Soil and Water Sciences Department, University of Florida, 2181 McCarty Hall, P.O. Box 110290, Gainesville, FL 32611, USA.
Sensors (Basel). 2022 Apr 21;22(9):3187. doi: 10.3390/s22093187.
The United States NRCS has a soil database that has data collected from across the country over the last several decades. This also includes soil spectral scans. This data is available, but it may not be used to its full potential. For this study, pedon, horizon and spectral data was extracted from the database for samples collected from 2011 to 2015. Only sites that had been fully described and horizons that had been analyzed for the full suite of desired properties were used.
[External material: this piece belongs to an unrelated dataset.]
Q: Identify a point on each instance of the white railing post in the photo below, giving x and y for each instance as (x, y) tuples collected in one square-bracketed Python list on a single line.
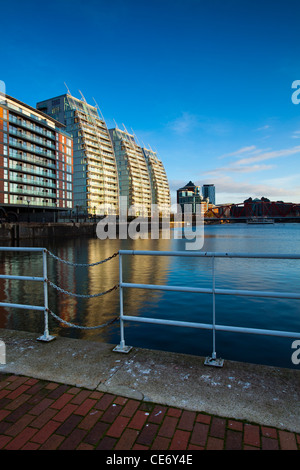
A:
[(213, 361), (45, 337), (121, 347)]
This resulted in over 14,000 samples that were used for modeling and eight soil properties: soil organic carbon (SOC); total nitrogen (TN); total sulfur (TS); clay; sand; exchangeable calcium (Ca); cation exchange capacity (CEC); and pH. Four chemometric methods were employed for soil property prediction: partial least squares (PLSR); Random Forest (RF); Cubist; and multivariable adaptive regression splines (MARS). The dataset was sufficiently large that only random subsetting was used to create calibration (70%) and validation (30%) sets. SOC, TN, and TS had the strongest prediction results, with an R value of over 0.9. Ca, CEC and pH were predicted moderately well. Clay and sand models had slightly lower performance. Of the four methods, Cubist produced the strongest models, while PLSR produced the weakest. This may be due to the complex relationships between soil properties and spectra that PLSR could not capture. The only drawback of Cubist is the difficult interpretability of variable importance. Future research should include the use of environmental variables to improve prediction results. Future work may also avoid the use of PLSR when dealing with large datasets that cover large areas and have high degrees of variability.
美国自然资源保护局(NRCS)拥有一个土壤数据库,其中包含过去几十年全国各地收集的数据,包括土壤光谱扫描数据。这些数据是可用的,但可能尚未充分利用。在这项研究中,从数据库中提取了 2011 年至 2015 年采集的样本的个体、层次和光谱数据。仅使用了那些进行了全面描述且对全套所需特性进行了分析的地点。这导致了超过 14000 个样本被用于建模,以及八个土壤特性:土壤有机碳(SOC);总氮(TN);总硫(TS);粘土;沙子;可交换钙(Ca);阳离子交换量(CEC);pH 值。采用了四种化学计量方法进行土壤特性预测:偏最小二乘法(PLSR);随机森林(RF);Cubist;和多变量自适应回归样条(MARS)。数据集足够大,仅使用随机子集来创建校准(70%)和验证(30%)集。SOC、TN 和 TS 的预测结果最强,R 值超过 0.9。Ca、CEC 和 pH 值预测结果适中。粘土和沙子模型的性能略低。在这四种方法中,Cubist 产生的模型最强,而 PLSR 产生的模型最弱。这可能是由于 PLSR 无法捕捉到土壤特性和光谱之间的复杂关系。Cubist 的唯一缺点是变量重要性的解释困难。未来的研究应该包括使用环境变量来提高预测结果。未来的工作还可能避免在处理覆盖大面积和具有高度可变性的大型数据集时使用 PLSR。